INTRODUCTION
The first recorded use of thermobiological diagnostics can be found in the writings of Hippocrates around 480 B.C. [1]. A mud slurry spread over the patient was observed for areas that would dry first and was thought to indicate underlying organ pathology. Since this time, continued research and clinical observations proved that certain temperatures related to the human body were indeed indicative of normal and abnormal physiologic processes. In the 1950's, military research into infrared monitoring systems for night time troop movements ushered in a new era in thermal diagnostics. The first use of diagnostic thermography came in 1957 when R. Lawson discovered that the skin temperature over a cancer in the breast was higher than that of normal tissue [2].
The Department of Health Education and Welfare released a position paper in 1972 in which the director, Thomas Tiernery, wrote, "The medical consultants indicate that thermography, in its present state of development, is beyond the experimental state as a diagnostic procedure in the following 4 areas: (1) Pathology of the female breast. (2)......". On January 29, 1982, the Food and Drug Administration published its approval and classification of thermography as an adjunctive diagnostic screening procedure for the detection of breast cancer. Since the late 1970's, numerous medical centers and independent clinics have used thermography for a variety of diagnostic purposes.

FUNDAMENTALS OF INFRARED IMAGING
Physics -- All objects with a temperature above absolute zero (-273 K) emit infrared radiation from their surface.

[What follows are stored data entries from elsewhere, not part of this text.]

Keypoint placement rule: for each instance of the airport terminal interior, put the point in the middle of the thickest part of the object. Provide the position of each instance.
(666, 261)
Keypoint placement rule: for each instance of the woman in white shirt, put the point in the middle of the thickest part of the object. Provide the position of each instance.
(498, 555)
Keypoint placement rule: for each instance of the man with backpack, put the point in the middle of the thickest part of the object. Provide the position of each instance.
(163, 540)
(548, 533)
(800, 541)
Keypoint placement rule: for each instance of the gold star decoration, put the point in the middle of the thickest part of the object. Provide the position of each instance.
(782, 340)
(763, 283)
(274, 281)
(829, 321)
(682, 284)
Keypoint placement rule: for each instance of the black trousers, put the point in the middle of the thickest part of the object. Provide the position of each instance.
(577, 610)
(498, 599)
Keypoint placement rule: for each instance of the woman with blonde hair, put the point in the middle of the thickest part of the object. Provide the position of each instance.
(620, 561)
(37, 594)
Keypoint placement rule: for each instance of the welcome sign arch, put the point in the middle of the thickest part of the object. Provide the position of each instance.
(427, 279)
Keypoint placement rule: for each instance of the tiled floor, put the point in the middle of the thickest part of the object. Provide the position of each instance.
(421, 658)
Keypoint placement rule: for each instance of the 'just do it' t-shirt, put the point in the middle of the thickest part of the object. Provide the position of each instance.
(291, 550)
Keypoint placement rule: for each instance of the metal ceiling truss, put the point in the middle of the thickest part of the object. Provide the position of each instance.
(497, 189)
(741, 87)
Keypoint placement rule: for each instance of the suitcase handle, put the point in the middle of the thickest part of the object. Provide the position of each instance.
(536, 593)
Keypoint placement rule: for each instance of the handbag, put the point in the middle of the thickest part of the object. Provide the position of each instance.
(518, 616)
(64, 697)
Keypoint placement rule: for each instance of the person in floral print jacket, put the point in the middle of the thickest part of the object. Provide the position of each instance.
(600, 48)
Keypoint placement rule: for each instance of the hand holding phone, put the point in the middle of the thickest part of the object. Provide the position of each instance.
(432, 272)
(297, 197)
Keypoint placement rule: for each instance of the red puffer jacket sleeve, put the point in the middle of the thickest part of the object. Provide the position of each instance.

The Stefan-Boltzmann Law defines the relation between radiated energy and temperature by stating that the total radiation emitted by an object is directly proportional to the object's area and emissivity and the fourth power of its absolute temperature. Since the emissivity of human skin is extremely high (within 1% of that of a black body), measurements of infrared radiation emitted by the skin can be converted directly into accurate temperature values.

Equipment Considerations -- Infrared rays are found in the electromagnetic spectrum within the wavelengths of 0.75 micron - 1mm. Human skin emits infrared radiation mainly in the 2 - 20 micron wavelength range, with an average peak at 9-10 microns [3]. State-of-the-art infrared radiation detection systems utilize ultra-sensitive infrared cameras and sophisticated computers to detect, analyze, and produce high-resolution diagnostic images of these infrared emissions. The problems encountered with first generation infrared camera systems such as improper detector sensitivity (low-band), thermal drift, calibration, analog interface, etc. have been solved for almost two decades.

Laboratory Considerations -- Thermographic examinations must be performed in a controlled environment. The primary reason for this is the nature of human physiology. Changes from a different external (non-clinical controlled room) environment, clothing, etc. produce thermal artifacts. Refraining from sun exposure, stimulation or treatment of the breasts, and cosmetics and lotions before the exam, along with 15 minutes of nude acclimation in a florescent lit, draft and sunlight-free, temperature and humidity-controlled room maintained between 18-23 degree C, and kept to within 1 degree C of change during the examination, is necessary to produce a physiologically neutral image free from artifact.